When he isn’t in front of the piano, he’s out in the yard keeping his hands busy. He’s often at the keys though, whether he’s playing the Blue Tavern at happy hour or performing for Canterfield Assisted Living every Sunday. Composing inside his home studio, Cravener finds peace at his keyboard.
“Music makes me feel very calm,” says Cravener. “I have autism and Tourette’s. For a very long time and in my adolescent years and it was hard for me to function. Playing piano used to calm the tics down. It relieves a lot of tension and makes my mind go to better places.”
After experimenting with guitar and drums, Cravener was given a miniature piano at age 4. He often requested to hear Andy Griffith’s music and would play along with gospel albums. His father walked by his room one day and was shocked to find Cravener playing “Amazing Grace,” all from memory.
Cravener still plays by ear. His first piano teacher had him turn around while she played three keys on the piano and he recognized them without any trouble. His next teacher worked with him on scales, arpeggios, phrasing and dynamics, which Cravener says he still uses within his repertoire.

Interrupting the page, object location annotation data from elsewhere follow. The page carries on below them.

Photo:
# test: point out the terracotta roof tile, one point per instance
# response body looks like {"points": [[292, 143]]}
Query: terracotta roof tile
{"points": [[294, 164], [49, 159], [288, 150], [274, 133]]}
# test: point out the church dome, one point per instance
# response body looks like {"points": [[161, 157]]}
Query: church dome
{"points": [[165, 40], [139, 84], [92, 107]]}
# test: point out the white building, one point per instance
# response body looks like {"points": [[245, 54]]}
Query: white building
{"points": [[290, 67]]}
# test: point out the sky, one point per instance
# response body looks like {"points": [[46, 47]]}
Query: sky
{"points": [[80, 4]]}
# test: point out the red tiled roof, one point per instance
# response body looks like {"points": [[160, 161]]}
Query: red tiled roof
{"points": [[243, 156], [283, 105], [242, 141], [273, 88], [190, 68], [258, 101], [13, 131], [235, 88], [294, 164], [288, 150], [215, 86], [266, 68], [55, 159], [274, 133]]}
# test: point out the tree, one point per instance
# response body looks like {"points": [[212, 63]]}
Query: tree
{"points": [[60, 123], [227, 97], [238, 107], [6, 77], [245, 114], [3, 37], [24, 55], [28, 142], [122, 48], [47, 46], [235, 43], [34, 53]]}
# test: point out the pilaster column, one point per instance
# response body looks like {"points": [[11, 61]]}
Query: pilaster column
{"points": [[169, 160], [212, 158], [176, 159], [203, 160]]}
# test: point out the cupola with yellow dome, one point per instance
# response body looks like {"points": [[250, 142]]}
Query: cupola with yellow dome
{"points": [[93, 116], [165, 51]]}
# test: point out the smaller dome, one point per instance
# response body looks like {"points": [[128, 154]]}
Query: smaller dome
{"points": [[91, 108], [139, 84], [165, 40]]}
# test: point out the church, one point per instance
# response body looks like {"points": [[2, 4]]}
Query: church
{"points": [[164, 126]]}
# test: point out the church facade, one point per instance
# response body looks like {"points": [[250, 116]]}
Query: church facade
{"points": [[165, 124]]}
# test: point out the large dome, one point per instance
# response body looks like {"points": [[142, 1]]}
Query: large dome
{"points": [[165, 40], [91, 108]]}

By age 9 he was regularly playing at Black Dog Cafe though his feet barely reached the pedals. He once held a conversation with someone while he continued to play the psalm “We Gather at the River,” quite a feat given the coordination the piece requires.
Cravener was moved to make his first Christmas CD when a young church friend contracted cancer and was struggling to pay medical bills. In a big-hearted gesture for a young musician, Cravener produced “Matthew’s Christmas for AJ,” which sold 500 copies on its first day. All proceeds went towards his friend’s family and “Angels We Have Heard on High” became his favorite song to play and record.
“It was a hard piece to play, but it was really rewarding when I learned it,” says Cravener. “The tempo is uplifting and fast and I enjoy the complexity.”
At age 14 he produced a gospel album, though shortly after, his Tourette syndrome worsened and inhibited his ability to perform live. During this time, he would watch television shows and movies on YouTube and became interested in the musical scores that would play behind the action.
Though he believed his performance days might be over, he was captivated by the promise of creating music behind the scenes for films. He attended TCC and was connected with aspiring film director JT Timmons, and began scoring films for Red Eye Productions.
Cravener ambitiously submitted his work to award-winning Los Angeles film composer, Christopher Young. Young called Cravener and sponsored him for an emerging artist residency at Tilden House in Culver City, California.